Imprimerie Guertin (p. 92-101).


APRÈS LA TENTATION.


Trempé jusqu’aux os, glissant dans la boue, clapotant dans les flaques d’eau, et ne voyant sa route qu’à la lueur des éclairs, tant l’obscurité était profonde, il se sauvait, pris d’une peur grande comme le danger auquel il venait d’échapper.

Arrivé en face de sa pension, il passa outre, marchant, courant, marchant, courant, sans s’arrêter. Son cerveau agonisait dans sa tête trop lourde pour son corps.
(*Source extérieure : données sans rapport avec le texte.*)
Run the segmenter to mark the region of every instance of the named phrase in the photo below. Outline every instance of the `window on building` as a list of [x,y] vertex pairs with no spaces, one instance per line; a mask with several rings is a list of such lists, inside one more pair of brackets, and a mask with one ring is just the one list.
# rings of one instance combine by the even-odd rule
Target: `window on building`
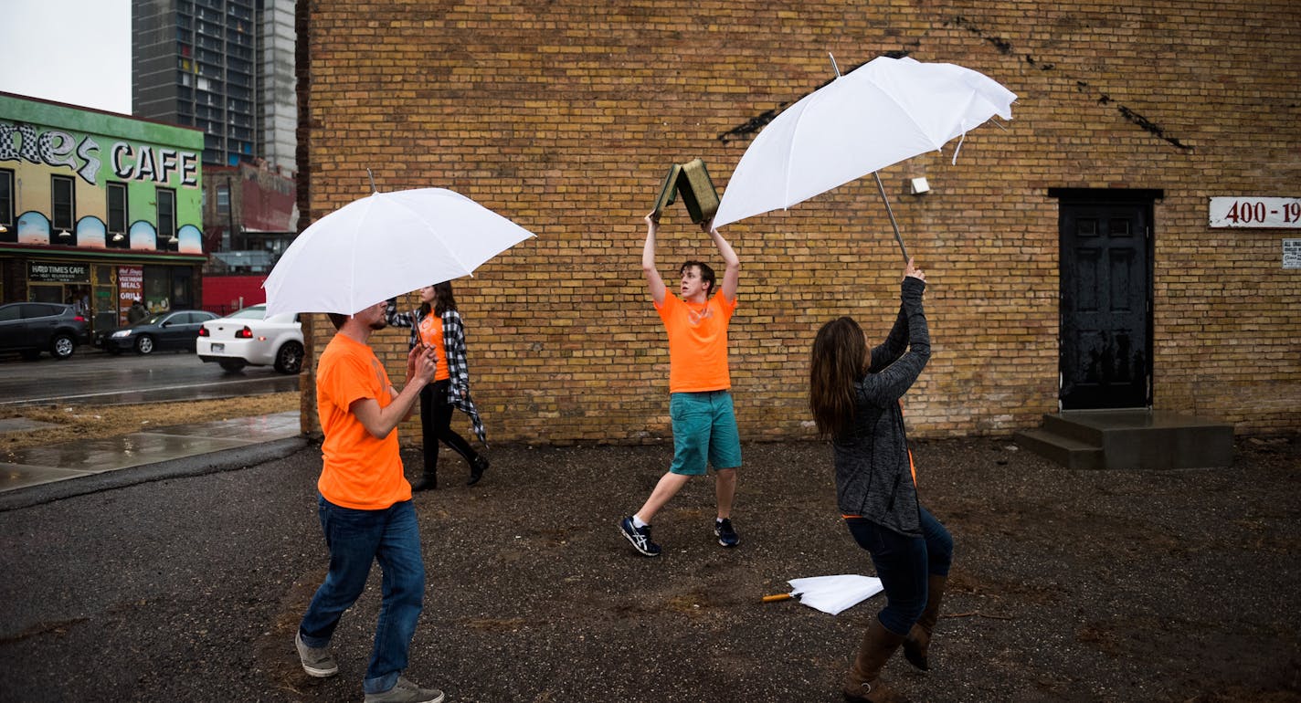
[[129,247],[126,224],[126,183],[105,183],[108,195],[108,242],[109,247]]
[[176,191],[172,188],[159,188],[155,200],[159,208],[159,251],[176,251],[178,239],[176,238]]
[[75,243],[77,182],[70,175],[49,177],[49,227],[52,244]]
[[0,169],[0,242],[17,242],[18,224],[13,220],[13,172]]

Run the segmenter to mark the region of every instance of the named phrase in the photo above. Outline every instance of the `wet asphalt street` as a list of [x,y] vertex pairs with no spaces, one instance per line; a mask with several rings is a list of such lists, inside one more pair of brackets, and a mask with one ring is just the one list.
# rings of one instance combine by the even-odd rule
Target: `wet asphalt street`
[[[958,561],[935,668],[886,669],[913,700],[1301,699],[1301,437],[1183,472],[1067,470],[994,438],[915,452]],[[788,578],[872,574],[826,447],[747,444],[740,547],[714,543],[697,479],[645,559],[615,521],[670,454],[494,447],[474,487],[445,461],[416,496],[428,585],[407,674],[449,703],[838,700],[881,603],[760,603]],[[362,699],[377,572],[336,634],[340,676],[307,677],[291,646],[325,568],[319,450],[213,461],[0,507],[0,700]]]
La tempête du dehors n’était rien comparée à celle qui faisait rage sous ce crâne.

Pourrait-il jamais reparaître devant ses yeux ?

C’en était fait de son bonheur !

Plutôt la mort que de rester un jour de plus en ce pays d’où il se considérait déjà comme banni.

Ô homme présomptueux, il s’était cru fort ! son orgueil était bien puni.

À quoi lui avait servi d’être resté chaste jusqu’à ce jour, s’il allait tromper la confiance de cette pauvre enfant sans défense, que rien ne protégeait contre son amour.

Par quelle volonté surhumaine avait-il échappé à la faute suprême ?

Dieu ne l’avait donc pas encore maudit.

Il se voyait dévaler dans le précipice, entraînant dans sa chute le corps et l’âme si beaux, si blancs, si purs de Romaine.

La main de Dieu, s’il restait à Paspébiac, s’appesantirait sur lui, et il serait condamné.

L’orage avait cessé. Le vent chassait maintenant devant lui les nuages qui semblaient monter les uns par-dessus les autres. Telles des bêtes affolées, prises de panique, fuient dans les prairies devant l’incendie rapide. Avec un éclat superbe, la lune venait de se faire une trouée dans le ciel d’un bleu cobalt lavé par la tempête.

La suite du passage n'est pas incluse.